Analysts breakdown foreclosures for lawmakers
The head of an independent Southern Nevada research firm told lawmakers Monday nearly 60 percent of homes in foreclosure there are not occupied by their owners.
That means they are either rentals or homes purchased by speculators during the housing boom of the past couple of years.
Jeremy Aguero, of Applied Analysis in Las Vegas, said of the nearly 30,000 unsold homes on the market, 42 percent are vacant and another 11 percent occupied by renters.
He was joined in testimony before a legislative committee studying the housing market in Nevada by Doug Duncan, economist for the Mortgage Bankers Association.
Duncan said Nevada, California, Arizona and Florida are in the same situation and the cause is a mix of over-development and speculative investment.

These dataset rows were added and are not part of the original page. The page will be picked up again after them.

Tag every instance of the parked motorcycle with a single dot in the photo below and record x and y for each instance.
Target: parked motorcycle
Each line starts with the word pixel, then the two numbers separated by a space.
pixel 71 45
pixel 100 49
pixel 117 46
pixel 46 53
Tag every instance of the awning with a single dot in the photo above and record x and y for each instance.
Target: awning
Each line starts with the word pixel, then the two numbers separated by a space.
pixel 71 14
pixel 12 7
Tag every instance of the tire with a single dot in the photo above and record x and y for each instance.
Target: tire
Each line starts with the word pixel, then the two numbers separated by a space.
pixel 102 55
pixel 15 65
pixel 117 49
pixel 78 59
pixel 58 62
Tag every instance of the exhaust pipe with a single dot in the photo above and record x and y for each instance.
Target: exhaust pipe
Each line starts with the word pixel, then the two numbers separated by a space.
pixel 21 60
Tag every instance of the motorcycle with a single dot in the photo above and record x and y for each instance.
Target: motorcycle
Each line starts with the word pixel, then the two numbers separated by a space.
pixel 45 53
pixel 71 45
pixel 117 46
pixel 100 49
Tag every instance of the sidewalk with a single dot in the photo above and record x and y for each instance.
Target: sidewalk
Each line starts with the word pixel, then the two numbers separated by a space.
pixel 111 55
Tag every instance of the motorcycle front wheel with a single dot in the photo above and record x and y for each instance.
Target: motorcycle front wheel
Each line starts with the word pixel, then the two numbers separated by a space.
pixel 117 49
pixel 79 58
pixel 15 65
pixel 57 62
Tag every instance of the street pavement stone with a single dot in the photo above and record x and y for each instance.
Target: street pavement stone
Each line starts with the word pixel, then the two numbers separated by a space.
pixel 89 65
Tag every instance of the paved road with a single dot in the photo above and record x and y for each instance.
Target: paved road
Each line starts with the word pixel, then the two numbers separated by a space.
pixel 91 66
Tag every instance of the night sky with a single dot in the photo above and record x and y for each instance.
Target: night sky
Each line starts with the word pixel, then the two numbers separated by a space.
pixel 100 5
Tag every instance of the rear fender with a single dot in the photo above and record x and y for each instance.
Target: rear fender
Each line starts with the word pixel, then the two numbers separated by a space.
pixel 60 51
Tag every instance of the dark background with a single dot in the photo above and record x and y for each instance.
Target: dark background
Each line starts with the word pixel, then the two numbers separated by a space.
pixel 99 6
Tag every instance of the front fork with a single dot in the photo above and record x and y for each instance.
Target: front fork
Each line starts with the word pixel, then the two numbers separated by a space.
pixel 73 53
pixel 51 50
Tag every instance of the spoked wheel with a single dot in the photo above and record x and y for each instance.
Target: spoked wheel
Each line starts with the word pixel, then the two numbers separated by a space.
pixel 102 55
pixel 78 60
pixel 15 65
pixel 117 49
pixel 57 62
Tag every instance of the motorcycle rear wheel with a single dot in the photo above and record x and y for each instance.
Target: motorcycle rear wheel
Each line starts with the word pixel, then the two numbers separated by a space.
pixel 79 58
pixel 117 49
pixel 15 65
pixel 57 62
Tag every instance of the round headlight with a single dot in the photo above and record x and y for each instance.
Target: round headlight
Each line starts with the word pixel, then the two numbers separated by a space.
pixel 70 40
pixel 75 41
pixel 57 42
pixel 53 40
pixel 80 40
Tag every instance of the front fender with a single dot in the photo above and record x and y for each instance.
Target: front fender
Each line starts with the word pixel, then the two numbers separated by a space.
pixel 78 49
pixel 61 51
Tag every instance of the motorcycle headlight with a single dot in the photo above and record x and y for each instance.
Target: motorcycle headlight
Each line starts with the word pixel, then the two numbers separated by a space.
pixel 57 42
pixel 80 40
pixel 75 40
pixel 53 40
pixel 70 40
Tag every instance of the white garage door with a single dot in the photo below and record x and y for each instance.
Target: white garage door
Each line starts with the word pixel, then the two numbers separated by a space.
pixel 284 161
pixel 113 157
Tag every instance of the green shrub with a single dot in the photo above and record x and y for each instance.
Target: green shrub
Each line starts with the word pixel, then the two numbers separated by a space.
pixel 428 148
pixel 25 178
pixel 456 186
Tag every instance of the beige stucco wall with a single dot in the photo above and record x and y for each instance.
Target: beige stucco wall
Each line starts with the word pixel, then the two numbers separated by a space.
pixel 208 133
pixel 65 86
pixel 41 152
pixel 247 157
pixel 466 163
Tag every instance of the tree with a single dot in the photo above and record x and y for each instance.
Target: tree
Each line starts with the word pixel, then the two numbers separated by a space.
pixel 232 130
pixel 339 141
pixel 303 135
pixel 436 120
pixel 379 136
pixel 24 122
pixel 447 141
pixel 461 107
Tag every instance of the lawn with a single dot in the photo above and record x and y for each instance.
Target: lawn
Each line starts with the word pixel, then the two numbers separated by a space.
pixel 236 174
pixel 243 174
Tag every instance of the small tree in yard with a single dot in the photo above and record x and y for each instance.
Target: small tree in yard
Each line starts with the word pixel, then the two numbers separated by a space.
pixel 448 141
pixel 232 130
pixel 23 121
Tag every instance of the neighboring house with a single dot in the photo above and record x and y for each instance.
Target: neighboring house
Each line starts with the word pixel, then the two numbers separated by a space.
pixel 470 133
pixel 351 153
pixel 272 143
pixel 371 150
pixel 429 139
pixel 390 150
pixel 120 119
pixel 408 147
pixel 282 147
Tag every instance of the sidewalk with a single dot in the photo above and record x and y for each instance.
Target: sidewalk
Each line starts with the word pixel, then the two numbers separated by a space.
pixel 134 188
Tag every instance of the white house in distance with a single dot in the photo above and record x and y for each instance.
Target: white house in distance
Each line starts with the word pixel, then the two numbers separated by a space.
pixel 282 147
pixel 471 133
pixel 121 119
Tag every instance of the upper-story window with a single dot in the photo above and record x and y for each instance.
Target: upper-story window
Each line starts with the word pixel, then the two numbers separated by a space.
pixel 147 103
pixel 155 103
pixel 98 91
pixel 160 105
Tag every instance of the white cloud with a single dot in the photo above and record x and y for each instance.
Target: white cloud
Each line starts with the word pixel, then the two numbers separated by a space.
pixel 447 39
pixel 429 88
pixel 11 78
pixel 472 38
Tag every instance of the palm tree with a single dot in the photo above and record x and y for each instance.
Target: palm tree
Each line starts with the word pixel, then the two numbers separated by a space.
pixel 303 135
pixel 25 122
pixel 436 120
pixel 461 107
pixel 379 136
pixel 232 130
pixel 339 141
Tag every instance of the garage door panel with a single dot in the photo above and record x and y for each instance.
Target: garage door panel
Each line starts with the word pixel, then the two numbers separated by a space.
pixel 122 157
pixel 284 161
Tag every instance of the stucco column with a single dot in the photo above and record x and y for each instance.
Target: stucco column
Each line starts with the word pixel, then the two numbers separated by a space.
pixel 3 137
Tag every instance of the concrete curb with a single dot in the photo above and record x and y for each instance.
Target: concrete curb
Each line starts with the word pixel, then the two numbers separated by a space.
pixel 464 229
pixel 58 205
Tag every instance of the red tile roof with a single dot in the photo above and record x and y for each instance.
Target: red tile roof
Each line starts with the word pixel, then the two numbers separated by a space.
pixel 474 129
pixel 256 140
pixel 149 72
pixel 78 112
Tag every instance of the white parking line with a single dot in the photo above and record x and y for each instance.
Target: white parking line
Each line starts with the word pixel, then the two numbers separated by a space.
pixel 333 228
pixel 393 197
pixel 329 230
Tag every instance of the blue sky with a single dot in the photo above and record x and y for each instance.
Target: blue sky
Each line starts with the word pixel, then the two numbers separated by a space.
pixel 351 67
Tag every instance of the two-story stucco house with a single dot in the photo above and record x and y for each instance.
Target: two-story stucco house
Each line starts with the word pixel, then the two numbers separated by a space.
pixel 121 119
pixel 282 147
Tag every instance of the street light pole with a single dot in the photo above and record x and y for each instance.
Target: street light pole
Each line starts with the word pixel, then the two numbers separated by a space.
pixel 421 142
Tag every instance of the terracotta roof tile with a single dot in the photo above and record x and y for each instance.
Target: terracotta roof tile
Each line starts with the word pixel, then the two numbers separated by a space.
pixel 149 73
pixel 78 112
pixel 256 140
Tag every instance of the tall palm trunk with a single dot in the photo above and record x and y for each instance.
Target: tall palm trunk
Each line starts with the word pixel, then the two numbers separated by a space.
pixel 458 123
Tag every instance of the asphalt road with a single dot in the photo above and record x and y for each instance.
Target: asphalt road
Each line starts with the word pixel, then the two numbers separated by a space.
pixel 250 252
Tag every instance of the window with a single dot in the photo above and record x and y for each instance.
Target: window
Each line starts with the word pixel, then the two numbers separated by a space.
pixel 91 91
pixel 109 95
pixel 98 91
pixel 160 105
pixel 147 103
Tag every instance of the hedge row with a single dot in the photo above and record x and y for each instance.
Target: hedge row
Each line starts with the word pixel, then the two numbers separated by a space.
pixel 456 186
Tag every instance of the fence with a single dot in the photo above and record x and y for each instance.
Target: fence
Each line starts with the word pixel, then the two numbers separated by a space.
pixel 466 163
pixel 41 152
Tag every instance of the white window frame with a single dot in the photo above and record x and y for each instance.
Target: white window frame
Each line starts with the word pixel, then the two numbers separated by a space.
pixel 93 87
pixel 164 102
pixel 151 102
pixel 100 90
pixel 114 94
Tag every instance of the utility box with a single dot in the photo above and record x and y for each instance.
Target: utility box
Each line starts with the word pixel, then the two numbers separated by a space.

“Housing construction should be in proportion to population growth but there’s been a dramatic increase in housing construction compared to population growth,” he said. “That probably indicates over-building. There’s a massive supply of houses on the market.”
The housing market took off, especially in Southern Nevada, in 2004-2005. Homes sold within hours after they went on the market, driving prices up relentlessly. The demand drew developers from around the nation, getting permits to put up thousands of new homes, especially in the Las Vegas Valley.
Aguero said the average sale prices of a new home in 2001 was $170,000. Now, he said, it’s $305,000 and that’s down a bit from last year.
Many of them were bought by speculators in Nevada and California hoping to score big profits.
But the market has effectively collapsed, not just in Nevada but nationwide. Homes are now on the market for months, selling sporadically when owners agree to drop prices. And with adjustable-rate mortgages beginning to trigger, many homeowners and investors are finding they can’t afford their new, higher payments.
Duncan said the percentage of loans delinquent in Nevada was 2.8 percent in June 2006. This past June, he said, it was 4.8 percent. He said it’s still lower than the national delinquency rate but said it’s probably tied to the high percentage of homes owned by speculators.
He said large numbers of those speculators who see their investment dropping in value and the market stalled “will simply turn in the keys and walk away.” When they do that, he said, the house doesn’t show as delinquent.
Aguero said there are more than 6,000 foreclosures in Nevada “in the pipe” today. And Duncan said the situation won’t turn around soon.
“We expect sales will continue to fall for some time,” he said.
He said up to 45 percent of loans made during the boom are “subprime,” which effectively means they were made to people who probably didn’t have good enough credit for that large a loan, and 42 percent have adjustable-rate mortgages.
Both men said prices of homes on the market are dropping.
Duncan said he expects housing prices to decline two years in a row for the first time since World War II. Compared to a year ago, he said, housing prices are down 9-10 percent, “and we expect them to fall further.”
Aguero and other economists and experts told the legislators that Nevada’s problems related to foreclosures and overbuilding are likely to get worse during 2008.
Duncan predicted that the problems with Nevada’s foreclosure rate and other housing industry woes won’t bottom out until late October 2008.
Keith Schwer, director of the Center for Business and Economic Research at the University of Nevada, Las Vegas, added that a drop in building permits should continue in 2008. But he said upcoming resort expansion should cut deeply into the number of vacant housing units – more than 27,000 – now on the market.
With some $36 billion in megaresort construction occurring in Las Vegas in the next few years, Aguero said the people holding new jobs created by the building activity will buy up homes now available on the market and probably need more.
“You won’t have enough housing stock for all the jobs in the near-term pipeline,” Aguero said after the legislative hearing, adding, “How many markets can you point to with a $36 billion investment in their core industry alone that have long-term housing problems? Very, very few.”
Nevada’s economy should be so strong by 2009 that a housing shortage may be the big concern rather than the current mortgage crisis and heavy surplus of homes for sale, he told lawmakers Monday.